JH: In 2007, following undergrad graduation, I was offered a full-time position with Greenleaf Trust, a Wealth Management company in Kalamazoo, MI. Over the course of three years, I was promoted eventually working my way to the president’s office. Working in the office of the president, I was privy to decisions about community development on the North Side (predominantly African American population) of Kalamazoo. Bill Johnston implemented strategies of success that improved the education gaps, wage gaps, economic mobility of the Kalamazoo (North Side and beyond). Witnessing his economic development inspired me and offered greater awareness of what I aspired to accomplish in my career.
BC: What has been your proudest achievement in your professional life?
JH: Achieving my undergraduate degree was one of my proudest moments because of the journey it took for me to achieve it. At the age of 11, I experienced the untimely death of my mother, was raised by my grandmother and mended my relationship with my estranged father. I attended Western Michigan University as an independent student working two part-time jobs as a full-time student majoring in Finance with a Real Estate emphasis. Following the first semester of sophomore year, my financial resources diminished.

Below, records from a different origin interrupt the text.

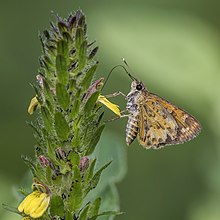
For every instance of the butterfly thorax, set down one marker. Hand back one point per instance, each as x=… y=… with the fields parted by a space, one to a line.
x=135 y=98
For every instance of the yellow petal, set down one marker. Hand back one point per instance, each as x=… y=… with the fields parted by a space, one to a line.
x=34 y=103
x=34 y=203
x=42 y=208
x=108 y=104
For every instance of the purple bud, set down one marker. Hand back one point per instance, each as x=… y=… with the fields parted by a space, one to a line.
x=60 y=153
x=43 y=161
x=40 y=79
x=84 y=163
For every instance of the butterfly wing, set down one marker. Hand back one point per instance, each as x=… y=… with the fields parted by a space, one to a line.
x=162 y=123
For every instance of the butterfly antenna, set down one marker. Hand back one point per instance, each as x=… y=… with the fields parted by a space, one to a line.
x=113 y=70
x=125 y=62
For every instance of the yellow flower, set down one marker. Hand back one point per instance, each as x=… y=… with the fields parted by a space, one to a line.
x=33 y=105
x=108 y=104
x=35 y=204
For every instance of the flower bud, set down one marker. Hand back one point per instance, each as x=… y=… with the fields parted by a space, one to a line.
x=44 y=161
x=84 y=163
x=60 y=154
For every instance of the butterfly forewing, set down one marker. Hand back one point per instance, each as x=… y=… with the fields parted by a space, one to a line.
x=165 y=124
x=157 y=122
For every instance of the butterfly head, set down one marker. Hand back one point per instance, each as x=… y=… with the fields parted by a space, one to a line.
x=137 y=86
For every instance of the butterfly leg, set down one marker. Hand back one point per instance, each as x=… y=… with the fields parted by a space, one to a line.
x=115 y=94
x=116 y=118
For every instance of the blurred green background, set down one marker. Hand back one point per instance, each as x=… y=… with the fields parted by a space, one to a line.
x=174 y=48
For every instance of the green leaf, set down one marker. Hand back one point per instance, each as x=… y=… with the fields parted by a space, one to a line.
x=72 y=85
x=62 y=69
x=93 y=53
x=79 y=38
x=91 y=102
x=10 y=208
x=83 y=214
x=68 y=215
x=61 y=126
x=63 y=97
x=75 y=197
x=49 y=174
x=56 y=206
x=107 y=213
x=82 y=55
x=74 y=158
x=28 y=161
x=95 y=140
x=88 y=77
x=47 y=91
x=75 y=108
x=47 y=118
x=95 y=179
x=89 y=173
x=62 y=48
x=94 y=208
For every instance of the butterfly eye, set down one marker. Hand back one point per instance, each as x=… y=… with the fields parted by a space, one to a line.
x=139 y=87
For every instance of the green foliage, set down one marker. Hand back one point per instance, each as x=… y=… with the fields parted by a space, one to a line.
x=68 y=126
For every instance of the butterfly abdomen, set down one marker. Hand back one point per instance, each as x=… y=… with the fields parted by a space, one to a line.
x=131 y=130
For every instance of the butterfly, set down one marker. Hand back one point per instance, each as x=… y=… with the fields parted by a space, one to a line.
x=155 y=121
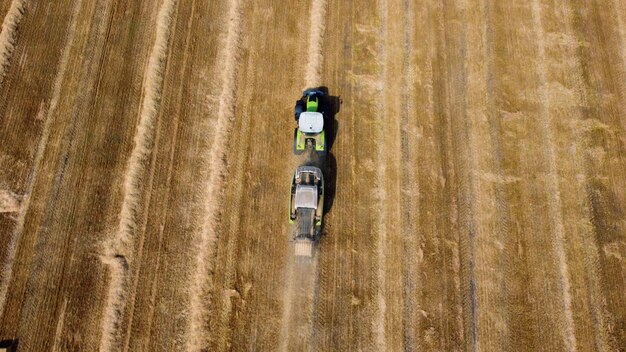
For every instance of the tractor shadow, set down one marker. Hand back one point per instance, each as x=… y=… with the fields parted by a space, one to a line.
x=330 y=170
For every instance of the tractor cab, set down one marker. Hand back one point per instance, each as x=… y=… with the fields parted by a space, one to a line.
x=306 y=208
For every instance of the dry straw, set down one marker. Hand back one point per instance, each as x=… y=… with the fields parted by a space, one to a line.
x=118 y=252
x=229 y=57
x=8 y=35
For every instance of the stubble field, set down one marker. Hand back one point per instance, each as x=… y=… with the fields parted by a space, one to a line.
x=478 y=175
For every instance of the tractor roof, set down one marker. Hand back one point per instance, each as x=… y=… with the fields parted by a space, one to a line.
x=311 y=122
x=315 y=171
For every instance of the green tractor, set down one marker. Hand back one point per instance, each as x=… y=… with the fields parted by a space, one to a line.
x=309 y=113
x=306 y=208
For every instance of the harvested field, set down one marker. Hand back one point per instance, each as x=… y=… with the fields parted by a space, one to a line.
x=476 y=183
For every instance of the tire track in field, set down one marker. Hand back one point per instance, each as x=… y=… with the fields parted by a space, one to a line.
x=621 y=31
x=205 y=248
x=378 y=319
x=8 y=34
x=132 y=293
x=463 y=144
x=316 y=36
x=297 y=273
x=7 y=270
x=554 y=201
x=118 y=254
x=409 y=192
x=581 y=142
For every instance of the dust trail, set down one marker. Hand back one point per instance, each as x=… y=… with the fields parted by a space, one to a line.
x=620 y=30
x=316 y=36
x=118 y=251
x=212 y=191
x=8 y=35
x=7 y=270
x=378 y=322
x=554 y=204
x=9 y=201
x=298 y=303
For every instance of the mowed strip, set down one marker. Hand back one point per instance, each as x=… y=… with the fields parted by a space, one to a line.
x=350 y=313
x=179 y=168
x=80 y=175
x=23 y=118
x=602 y=126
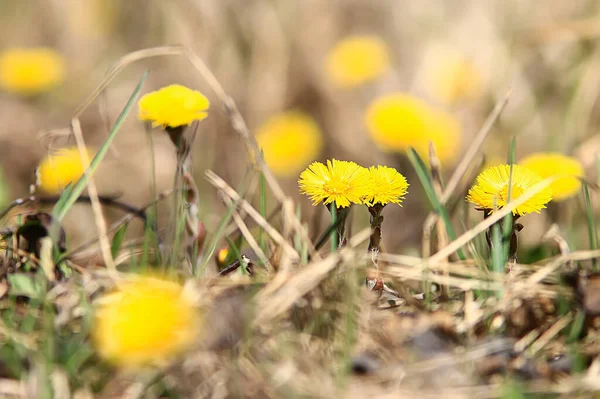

I returned to Detroit and over the course of 18 months, obtained a Michigan Real Estate License worked full-time retail positions and sold my original artwork in order to reconcile my tuition balance.
Graduation proved my resilience, commitment to education and perseverance through uncertainty. I returned with a renewed commitment to my education and a clear vision of elevating my social capital to become an influential and credible professional. I volunteered as a board member for non-profit organizations, served as a peer mentor, aligned myself with brilliant professionals, obtained mentors, built strong rapport with my professors and marketed my art business. As a result of my diligence, I was selected as a Greenleaf Trust Minorities in Finance Scholarship recipient, obtained an internship with Greenleaf Trust, and was then invited to a full-time position while I completed my bachelor’s degree.
BC: Who’s your role model and why? What values do they hold and how do you strive to emulate them?
JH: I have a list of powerful and talented leaders I admire both civic and corporate. However, the role model I feel most connected to is Malcolm X because of the manifestation of his character and his ability to elevate his life to greater purpose. Malcolm's evolution represents human resilience. He made mistakes in response to social injustices and personal disadvantages but used those experiences to tell the story of Black America. From hustler, to devout Muslim and national leader, on the quest for transformational spiritual evolution, Malcolm personified the relentless pursuit of truth and commitment to improving the African American community and economic power.
He was a virtuous leader with unshakable integrity, and I admire that he sacrificed security for truth and righteousness. Most leaders are born with economic or political advantages that offer an easier step into high profile leadership positions, but Malcolm's walk into leadership began with struggle and various forms of emotional and physical deprivation. Like Malcolm X, I learned to embrace my disadvantages and use them as building blocks to impact and inform change. My platform in no way compares to Malcolm's, however, I use my leadership and influence to create change for the next generation.
BC: If you could give your 18-year-old self a piece of career advice what would it be?
JH: You are worthy of the best life has to offer, but you must relentlessly pursue it. Trust yourself and believe you are capable. You can learn what you don’t know, and the things you know are invaluable.